Questi i principali punti della ricerca:

  • Il positivo clima di fiducia che da inizio anno ha pervaso il mercato dell’arte è proseguito anche al terzo trimestre 2010, a sostegno dell’ipotesi che la crisi che ha duramente colpito il mercato nel 2009 sia ormai superata: nel confronto III trimestre 2010/ III trimestre 2009 il MPS Global Painting Art Index è in progresso del 6,3%.
  • Ottima la performance del comparto dei Dipinti antichi: tra il III trimestre 2010 e il III trimestre 2009 il MPS Art Old Masters & XIX sec. Index fa registrare un aumento del 32,2%; stabili, invece, il MPS Art Prewar Index ( 0,2%) e il MPS Art Postwar Index (-3,6%).
  • Nei primi 9 mesi del 2010 si sono registrate complessivamente in tutti e tre i comparti analizzati, variazioni a/a del fatturato nettamente positive: Old Masters & XIX sec. 34,9%, Prewar 147,8%, Postwar 58,0%.
  • La dinamica dei prezzi medi riflette il nuovo atteggiamento di prudenza sulle vendite finalizzato a limitare i tassi di unsold con una contrazione per tutto il 2008 fino alla prima metà del 2009, seguita da un costante rialzo fino al I trimestre 2010, e infine una stabilizzazione del prezzo medio fino al III trimestre 2010.

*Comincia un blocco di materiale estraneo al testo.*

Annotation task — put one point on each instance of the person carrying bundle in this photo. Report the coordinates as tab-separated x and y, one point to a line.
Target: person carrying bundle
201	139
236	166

  • Nel 2009 l’Arte Antica ha ottenuto una performance assoluta migliore dell’Arte Contemporanea. Oltre al buon andamento dei dipinti antichi, si riscontra un interesse crescente per i disegni, dalla base d’asta generalmente più economica, gli arredi, le porcellane e i libri antichi: nel confronto III trimestre 2010/ III trimestre 2009 il MPS Antiquities Index è in aumento del 30,5%.
  • I Cestart indices mettono in luce un calo del numero di scambi tra il 2005 e il 2010 molto più marcato per l’Arte Antica che per il Postwar. Relativamente alla dinamica dei prezzi, invece, le opere antiche mostrano una certa stabilità e resistenza al calo in confronto a quelle di arte moderna e contemporanea, in cui l’andamento a campana del prezzo è sintomatico di una bolla speculativa. Per i prossimi mesi le aspettative espresse dalla maggioranza dei dealers antiquari indicano un miglioramento della dinamicità complessiva del mercato dell’Arte Antica: i giudizi più favorevoli riguardano il segmento dei mobili antichi, mentre negative sono le previsioni relative alla scultura antica.
  • Concentrando l’attenzione sul contesto italiano, va sottolineato che il regime di tassazione sulle opere d’arte risulta fortemente penalizzante: le aliquote IVA sono più elevate rispetto a quelle di molti altri Paesi, e lo schema regressivo del diritto di seguito svantaggia i proprietari delle opere di minor valore.